JACKSON, MISS– Small business optimism has measured its highest level since 2004, with a stratospheric 38-point jump in the number of owners who expect better business conditions, according to the monthly National Federation of Independent Business (NFIB) Index of Small Business Optimism.
“We haven’t seen numbers like this in a long time,” said NFIB President and CEO Juanita Duggan. “Small business is ready for a breakout, and that can only mean very good things for the U.S. economy.”
State-specific data isn’t available, but Ron Aldridge, state director of NFIB, said the national trends are reflected here.
“Small businesses aren’t going to invest in new equipment or facilities or create jobs unless they’re optimistic about the future, so these results are very encouraging,” said Aldridge.
The Index reached 105.8, an increase of 7.4 points. Leading the charge was “Expect Better Business Conditions,” which shot up from a net 12 percent in November to a net 50 percent last month.
“Business owners who expect better business conditions accounted for 48 percent of the overall increase,” said NFIB Chief Economist Bill Dunkelberg. “The December results confirm the sharp increase that we reported immediately after the election.”

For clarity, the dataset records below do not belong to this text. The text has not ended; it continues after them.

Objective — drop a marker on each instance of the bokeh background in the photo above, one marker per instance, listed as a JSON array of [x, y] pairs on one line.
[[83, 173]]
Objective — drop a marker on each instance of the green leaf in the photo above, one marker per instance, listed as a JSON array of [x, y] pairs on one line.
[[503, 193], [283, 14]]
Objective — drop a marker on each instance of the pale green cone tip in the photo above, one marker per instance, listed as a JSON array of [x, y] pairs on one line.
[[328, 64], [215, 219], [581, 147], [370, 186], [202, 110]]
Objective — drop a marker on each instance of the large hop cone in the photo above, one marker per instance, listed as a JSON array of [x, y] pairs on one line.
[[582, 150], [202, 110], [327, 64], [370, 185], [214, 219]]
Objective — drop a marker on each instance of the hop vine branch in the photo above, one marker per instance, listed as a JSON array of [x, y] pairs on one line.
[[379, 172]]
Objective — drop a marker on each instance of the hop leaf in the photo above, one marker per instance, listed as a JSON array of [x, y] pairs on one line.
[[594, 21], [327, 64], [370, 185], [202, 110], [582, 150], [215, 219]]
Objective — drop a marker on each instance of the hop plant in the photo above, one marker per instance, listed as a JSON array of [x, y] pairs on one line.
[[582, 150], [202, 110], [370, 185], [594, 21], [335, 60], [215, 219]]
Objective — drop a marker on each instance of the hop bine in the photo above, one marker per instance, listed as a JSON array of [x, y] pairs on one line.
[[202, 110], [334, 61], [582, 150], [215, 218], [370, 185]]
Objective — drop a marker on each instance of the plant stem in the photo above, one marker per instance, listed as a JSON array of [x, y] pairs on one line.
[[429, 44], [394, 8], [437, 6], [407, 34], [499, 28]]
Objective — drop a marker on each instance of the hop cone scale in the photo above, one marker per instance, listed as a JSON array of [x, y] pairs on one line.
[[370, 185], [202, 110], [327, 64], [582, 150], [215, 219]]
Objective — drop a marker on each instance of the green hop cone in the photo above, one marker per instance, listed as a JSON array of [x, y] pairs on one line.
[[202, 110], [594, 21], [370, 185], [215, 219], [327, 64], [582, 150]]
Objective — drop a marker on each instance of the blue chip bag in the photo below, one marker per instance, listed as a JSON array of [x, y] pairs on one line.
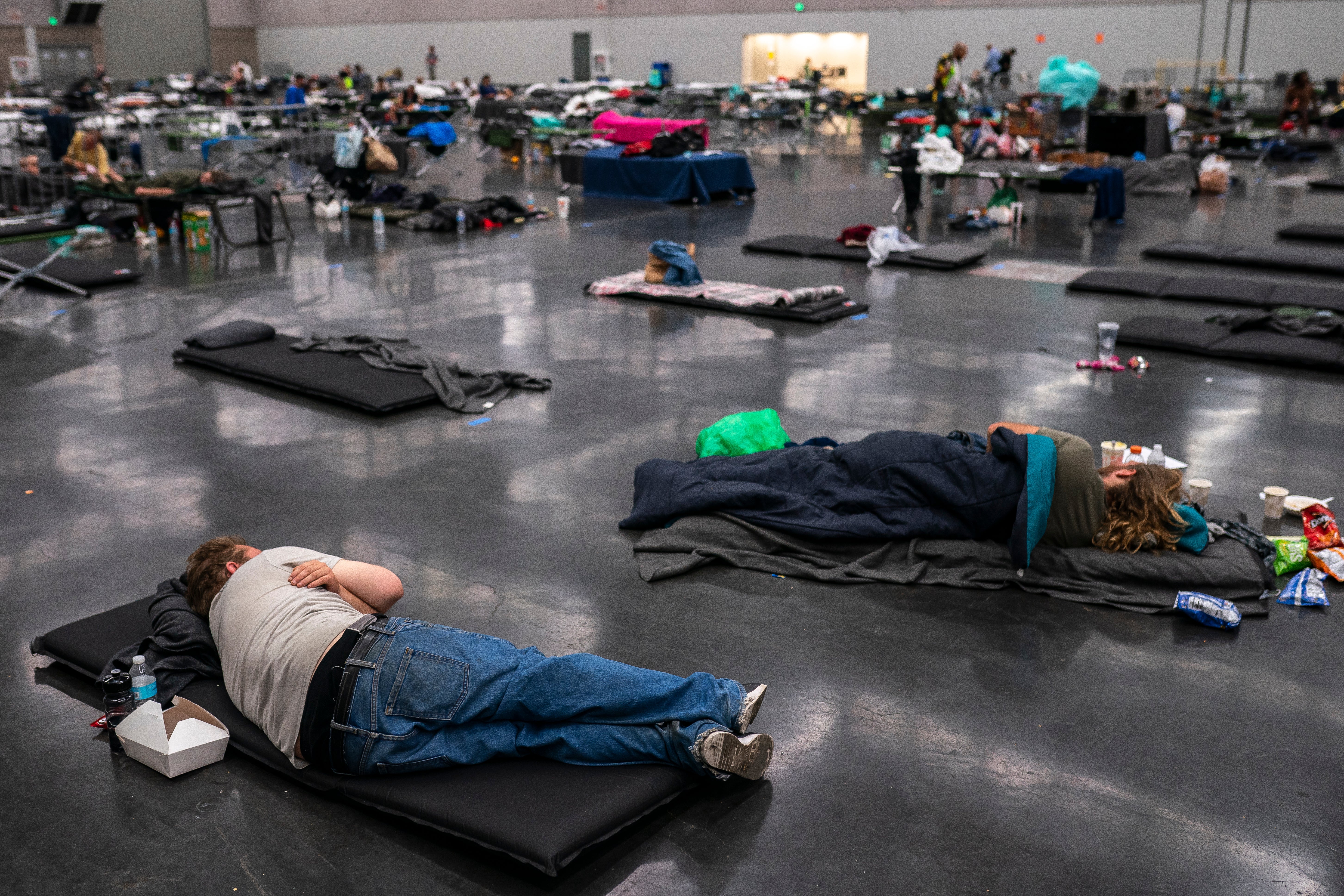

The other two big movers in the survey, “Sales Expectations” and “Good Time to Expand,” jumped by 20 percentage points and 12 percentage points, respectively.
“This is the second consecutive month in which small business owners reported a much brighter outlook for the economy and higher expectations for their businesses,” Dunkelberg said. “In this month’s report, we are also finding evidence that higher optimism is leading to increased business activity, such as capital investment.”
Sixty-three percent of respondents made capital outlays, an eight-point increase over November. Also, the net percent of owners reporting inventory gains increased six points.
“Business owners are feeling better about taking risks and making investments,” Duggan said. “Optimism is the main ingredient for economic expansion. We’ll be watching this trend carefully over the next few months.”
Despite sharply higher optimism, hiring activity remained flat in December. Job creation increased by 0.01 workers per firm and job openings dropped two points. According to the NFIB Jobs report, released last week, finding qualified workers remains a persistent problem for small business owners.
“The labor market is getting tighter,” Dunkelberg said. “That’s good news for workers because they can command higher compensation, but many small business owners aren’t yet confident enough to raise prices to offset the higher labor costs. Owners are still in a pinch, but the overall picture for December was very positive.”